This dietary intervention study will be carried out in a double-blind, cross-over manner, whereby 44 participants with mild to moderately active UC will be asked to consume an appropriate dose of the candidate prebiotic (2'-Fucosyllactose, a human milk oligosaccharide) for 28 days followed by a 28 day feeding period with an equivalent placebo (maltodextrin), or vice versa. Prebiotics are generally available in sachet form and participants will be instructed on how to take them each day.
Volunteer bowel habit, symptom scoring and quality of life: During supplementation and washout periods, the volunteers will be sent questionnaires to record their bowel habit, use of medication and adverse events. Volunteers will record the number of bowel movements per day, Bristol stool scale scores and any symptoms of bloating or abdominal discomfort (rated as none, mild, moderate or severe). Validated scoring systems will be used, namely the Simple Clinical Colitis Activity Index (SCCAI), a marker of clinical activity, and the IBD-Control questionnaire which is the International Consortium for Health Outcomes Measurement measure of choice for assessing disease-specific quality of life in IBD.
Selectivity index: The impact of prebiotic feeding upon relative numbers of potentially health promoting Bifidobacterium, Roseburia, Faecalibacteria and Lactobacilli (beneficial), upon numbers of commensal Eubacterium spp., Atopobium spp. and upon numbers of potentially detrimental members of the gut microflora namely Escherichia coli, proteolytic Bacteroides spp. and the Clostridium perfringens/histolyticum group will be determined within the faecal microflora. Moreover, functional capacity of the microbiome and the impact on the host metabolic phenotype will be determined by 1H-Nuclear Magnetic Resonance (NMR) spectroscopy-based metabonomics. These global profiles contain information relating directly to microbial metabolic processes, trans- genomic interactions as well as host endogenous metabolism. Through application of this top-down systems biology approach, biochemical responses of the host and microbiota to prebiotic exposure can be characterised.

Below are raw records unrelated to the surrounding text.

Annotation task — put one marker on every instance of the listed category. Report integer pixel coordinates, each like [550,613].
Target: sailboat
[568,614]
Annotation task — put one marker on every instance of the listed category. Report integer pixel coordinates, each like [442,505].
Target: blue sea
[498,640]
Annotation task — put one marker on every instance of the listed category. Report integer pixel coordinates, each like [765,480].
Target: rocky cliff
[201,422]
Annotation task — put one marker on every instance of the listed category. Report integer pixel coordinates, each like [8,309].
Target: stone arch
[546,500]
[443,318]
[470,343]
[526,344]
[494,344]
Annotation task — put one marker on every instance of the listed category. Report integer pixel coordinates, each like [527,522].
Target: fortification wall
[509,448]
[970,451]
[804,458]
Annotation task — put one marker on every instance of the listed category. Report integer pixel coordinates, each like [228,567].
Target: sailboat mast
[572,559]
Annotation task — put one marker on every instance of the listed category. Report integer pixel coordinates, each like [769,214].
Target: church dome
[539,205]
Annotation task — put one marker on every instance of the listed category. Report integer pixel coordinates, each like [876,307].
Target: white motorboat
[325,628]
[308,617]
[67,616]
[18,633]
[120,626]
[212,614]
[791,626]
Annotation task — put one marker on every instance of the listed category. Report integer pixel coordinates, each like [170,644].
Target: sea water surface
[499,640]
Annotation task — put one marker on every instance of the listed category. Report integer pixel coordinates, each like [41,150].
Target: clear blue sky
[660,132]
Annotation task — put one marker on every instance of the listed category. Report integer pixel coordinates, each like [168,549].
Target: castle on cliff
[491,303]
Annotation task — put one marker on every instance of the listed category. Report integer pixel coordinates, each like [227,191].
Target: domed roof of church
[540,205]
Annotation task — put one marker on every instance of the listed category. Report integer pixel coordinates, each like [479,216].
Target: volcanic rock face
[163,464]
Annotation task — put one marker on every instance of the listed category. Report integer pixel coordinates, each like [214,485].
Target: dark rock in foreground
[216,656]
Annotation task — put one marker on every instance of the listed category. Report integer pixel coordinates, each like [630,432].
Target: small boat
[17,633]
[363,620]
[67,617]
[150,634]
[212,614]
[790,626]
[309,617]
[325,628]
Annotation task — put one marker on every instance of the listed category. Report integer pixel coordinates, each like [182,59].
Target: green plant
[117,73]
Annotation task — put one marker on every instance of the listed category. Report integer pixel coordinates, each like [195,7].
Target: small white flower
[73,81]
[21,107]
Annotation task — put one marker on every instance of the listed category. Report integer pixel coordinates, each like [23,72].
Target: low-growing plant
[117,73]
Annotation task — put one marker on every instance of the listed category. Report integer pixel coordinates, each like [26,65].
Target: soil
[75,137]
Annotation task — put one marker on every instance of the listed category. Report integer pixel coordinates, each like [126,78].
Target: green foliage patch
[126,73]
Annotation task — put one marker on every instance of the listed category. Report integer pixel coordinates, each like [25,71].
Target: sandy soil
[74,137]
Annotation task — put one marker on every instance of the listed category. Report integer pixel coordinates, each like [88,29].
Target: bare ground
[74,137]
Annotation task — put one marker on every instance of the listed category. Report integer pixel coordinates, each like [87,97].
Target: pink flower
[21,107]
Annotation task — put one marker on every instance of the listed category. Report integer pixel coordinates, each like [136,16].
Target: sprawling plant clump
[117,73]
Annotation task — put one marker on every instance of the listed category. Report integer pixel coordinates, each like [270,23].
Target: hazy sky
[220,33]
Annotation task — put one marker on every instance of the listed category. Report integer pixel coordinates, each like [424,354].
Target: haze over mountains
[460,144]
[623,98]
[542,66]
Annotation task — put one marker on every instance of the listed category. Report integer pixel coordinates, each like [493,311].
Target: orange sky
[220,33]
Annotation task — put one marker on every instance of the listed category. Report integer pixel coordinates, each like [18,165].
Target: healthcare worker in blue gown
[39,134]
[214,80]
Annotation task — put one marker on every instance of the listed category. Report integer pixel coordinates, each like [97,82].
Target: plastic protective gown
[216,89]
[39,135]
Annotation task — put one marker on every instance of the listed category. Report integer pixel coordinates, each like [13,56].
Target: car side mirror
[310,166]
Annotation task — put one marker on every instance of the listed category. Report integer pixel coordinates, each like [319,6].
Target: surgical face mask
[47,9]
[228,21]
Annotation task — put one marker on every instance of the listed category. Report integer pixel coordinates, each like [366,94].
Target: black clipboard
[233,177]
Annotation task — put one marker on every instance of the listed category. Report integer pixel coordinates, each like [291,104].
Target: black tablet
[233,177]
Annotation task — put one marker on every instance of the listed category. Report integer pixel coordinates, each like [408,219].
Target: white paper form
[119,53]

Gut microbiota composition studies: Fluorescent in situ hybridisation (FISH) will be used to identify and enumerate principal anaerobic bacteria in the human studies, and flow cytometry will enable high throughput and sensitivity. In addition, a full qualitative assessment of community structure through a metagenomic approach using high capacity sequencing (454 pyrosequencing or similar) will be applied.
1H-NMR spectroscopy-based metabolic profiling studies: In this proposal, 1H-NMR spectroscopy will be applied to characterise global metabolic signatures from biological samples collected throughout the human trials, using standard one-dimensional NMR experiments. Gut microbiology and metabonomic data will be integrated using data fusion techniques (for example, bidirectional partial least squares multi-block data analysis) to generate mechanistic understanding of system-level changes and optimise extraction of clinically relevant molecular information. It is anticipated that this analysis will provide a measure of how prebiotic based intervention during the clinical trial has affected the human metabonome in a manner closer to 'health.'
Immunological assessments: Blood and faecal specimens will be used to determine immune cell counts and phenotypes. These data will show immunological status of the patients at any particular time of the trial - including inflammatory issues.
Immune cell subsets interacting with antigen presentation cell populations: The investigators will compare antigen-presentation by differentiated cell types (professional and stromal) and the extent to which they interact with effector T-cell subsets. It is likely that initial presentation of antigen to the immune system will differ between these groups and quantifying these interactions using 4-colour fluorescence immunohistology will provide mechanistic information of these processes and the progression of the UC disease state.
Data collected will be bacterial community profiles, immunological markers, blood/serum measurements, volunteer questionnaires, NMR-based metabonomic data, microbial end products and patient symptoms. These data will mostly be numerical and in the form of Excel spreadsheets, but will also include spectra data files, raw sequence files and food diary records (MS word/REDCap). Software for data analysis will be SAS (Statistical Analysis Software). Only the metabonomic NMR spectroscopy and microbial sequencing data files will generate moderately large data volumes. The investigators will identify community standards for data formatting for eventual deposit in data repositories.